White Privilege… In My Life
I am a middle aged white woman who has spent the majority of her life around other white people – I have an intrinsic understanding of this invisible stranger that’s always been by my side. I had honestly never thought about these privileges that were unknowingly bestowed upon me. I have felt that I was “given a pass” for many things in my life but I didn’t relate it to the color of my skin. Even when I started working in criminal defense I didn’t recognize it in my own life. Although I saw first-hand how POC were treated differently (i.e poorly) by the “system”, spoke with them about it, agreed with the unfairness of it.
Only when the Black Lives Matter movement formed and brought the issue of racial inequities back to the light and forefront of the national conversation did I start to see it. I listened to what they were saying. I mean I really listened. I cringed at the truths being spoken, I wanted to deny them because they are horrible but I could not. I’m not only speaking of white privilege but the way POC (people of color) are and have been treated by society, the government and fellow citizens.

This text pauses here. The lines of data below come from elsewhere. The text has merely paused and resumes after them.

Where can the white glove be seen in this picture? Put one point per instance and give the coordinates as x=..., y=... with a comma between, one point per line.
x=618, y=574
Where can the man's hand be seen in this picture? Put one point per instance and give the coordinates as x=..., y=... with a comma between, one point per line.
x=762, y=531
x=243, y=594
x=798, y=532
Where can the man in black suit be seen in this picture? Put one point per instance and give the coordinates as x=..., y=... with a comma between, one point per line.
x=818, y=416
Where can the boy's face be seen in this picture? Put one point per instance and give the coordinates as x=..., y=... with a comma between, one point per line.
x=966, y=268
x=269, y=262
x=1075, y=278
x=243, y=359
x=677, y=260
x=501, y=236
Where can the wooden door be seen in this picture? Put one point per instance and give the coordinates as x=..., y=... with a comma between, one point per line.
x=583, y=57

During my everyday regular life I don’t need to face the assumption that I’m: “up to no good” (although I most definitely might be); assumptions of criminality by the police so I must be detained; on welfare (although I was a welfare mom in my youth); violent – better cross the street or hang tight to your purse; lazy (although I am); whiny – slavery ended, get over it; a drug dealer; drug addict (although I’ve done plenty of my share of drugs); stealing so I must be followed around the store (although I’ve done plenty of stealing); that the nice car being driven must be stolen or that I must either an athlete or drug dealer.
Unfortunately I’ve seen POC face this nearly every day of their life, I’ve seen it and experienced with them or have seen it in my work in the criminal judicial system. Solely because of the color of their skin. It’s a disgusting truth but just as disgusting is the “pass” that white people get for the color of their skin AND not even admitting it.
I never asked for this privilege and I can’t return it. But I can acknowledge it, educate people about it and learn and teach how not to wield it.